INFOJAWATIMUR.com – Pengadilan Amerika Serikat resmi menjatuhkan denda 1,8 jt Dolar Negeri Paman Sam atau sekitar Mata Uang Rupiah 27,8 miliar untuk Aylo, perusahaan induk situs dewasa Pornhub, Brazzers, Redtube, atau Youporn.
Aylo, yang mana sebelumnya bernama Mindgeek, dituding mengambil keuntungan dari perkara prostitusi online. Mereka menerima keuntungan dari pihak ketiga bernama Girls Do Porn (GDP).
Para pejabat Amerika Serikat menuduh kalau Aylo telah lama melakukan penutupan mata mengenai laporan dari beberapa korban perempuan yang digunakan ditipu lalu dipaksa menampilkan video porno dalam situs tersebut.
Aylo pun mengaku menyesal sudah ada menampung konten itu. Mereka setuju untuk membayar kompensasi Mata Uang Rupiah 27,8 miliar terhadap para korban.
Nantinya Aylo Holdings akan melakukan pembayaran terhadap para korban yang dimaksud muncul dalam platformnya. Pembayaran ini akan segera terus diawasi secara independen dan juga harus selesai pada waktu tiga tahun.
“Aylo Holdings dengan sengaja memperkaya dirinya sendiri dengan menghentikan mata terhadap kegelisahan para korban yang menyampaikan untuk perusahaan bahwa merekan sudah pernah ditipu kemudian dipaksa untuk berpartisipasi di aktivitas seksual ilegal,” kata James Smith, Asisten direktur FBI yang mana bertanggung jawab berhadapan dengan tindakan hukum tersebut, dikutipkan dari The Hill, Hari Minggu (24/12/2023).
“Entitas mana pun yang tersebut terlibat di eksploitasi seksual akan dimintai pertanggungjawaban melawan penderitaan mental kemudian teror yang digunakan menimpa para korban. Saya harap persidangan hari ini mengakibatkan rasa keadilan bagi para korban pada persoalan hukum ini, seiring dengan kemajuan hidup mereka,” sambungnya lagi.
Menurut jaksa federal, Aylo Holdings menerima uang antara tahun 2017 hingga 2019. Padahal perusahaan itu telah tahu kalau dana yang dimaksud diperoleh dari skandal prostitusi online.
Sejak 2016 hingga 2019, beberapa perempuan yang dimaksud muncul di video GDP meminta-minta agar Aylo menghapus video yang dimaksud dari situsnya. Para korban ini mengaku telah lama ditipu untuk menimbulkan video yang tersebut kemudian diunggah di tempat Pornhub tanpa izin.
Aylo juga mengetahui bahwa berbagai perempuan telah terjadi mengajukan gugatan perdata terhadap operator GDP pada September 2017 lalu.
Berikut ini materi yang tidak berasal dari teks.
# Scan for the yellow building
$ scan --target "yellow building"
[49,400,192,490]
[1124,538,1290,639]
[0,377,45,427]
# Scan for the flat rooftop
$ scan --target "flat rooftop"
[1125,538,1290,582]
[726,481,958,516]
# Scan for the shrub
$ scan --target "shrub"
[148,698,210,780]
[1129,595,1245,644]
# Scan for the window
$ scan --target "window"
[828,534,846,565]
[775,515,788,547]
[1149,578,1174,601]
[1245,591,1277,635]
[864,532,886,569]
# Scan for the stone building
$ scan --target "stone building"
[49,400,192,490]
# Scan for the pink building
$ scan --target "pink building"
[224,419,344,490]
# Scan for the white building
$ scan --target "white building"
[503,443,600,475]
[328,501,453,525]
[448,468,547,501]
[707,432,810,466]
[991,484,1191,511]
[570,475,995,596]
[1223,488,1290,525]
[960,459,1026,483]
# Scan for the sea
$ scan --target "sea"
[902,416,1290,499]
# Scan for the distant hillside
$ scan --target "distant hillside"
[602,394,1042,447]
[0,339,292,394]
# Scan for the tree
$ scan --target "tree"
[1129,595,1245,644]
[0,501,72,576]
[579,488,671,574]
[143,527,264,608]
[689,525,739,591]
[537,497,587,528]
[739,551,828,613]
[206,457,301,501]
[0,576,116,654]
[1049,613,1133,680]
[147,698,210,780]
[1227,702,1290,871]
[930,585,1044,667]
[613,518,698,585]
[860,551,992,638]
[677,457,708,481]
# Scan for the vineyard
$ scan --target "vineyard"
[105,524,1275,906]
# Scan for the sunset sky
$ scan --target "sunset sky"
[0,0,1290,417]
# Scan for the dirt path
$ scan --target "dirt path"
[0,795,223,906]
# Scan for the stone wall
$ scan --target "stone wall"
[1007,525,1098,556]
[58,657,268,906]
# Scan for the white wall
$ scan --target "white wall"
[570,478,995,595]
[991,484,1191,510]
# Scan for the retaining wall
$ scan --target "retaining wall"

Namun, jaksa federal menyatakan Aylo tidaklah menghapus semua video yang digunakan diminta para korban. Bahkan perusahaan itu juga enggan menghapus channel resmi GDP dari platformnya hingga Oktober 2019.
“Kami sedih mengetahui bahwa sebuah perusahaan produksi menggunakan cara-cara kriminal untuk memproduksi kontennya dan juga menyerahkan dokumentasi izin yang tersebut sekarang kami tahu diperoleh melalui kecurangan serta paksaan,” kata Manajemen Aylo lewat pernyataannya.
“Kita harus waspada untuk menghentikan dia yang tersebut ingin menggunakan media kita secara ilegal, dan juga untuk menanggapi ancaman kemudian tantangan yang digunakan terus berubah,” tegas perusahaan.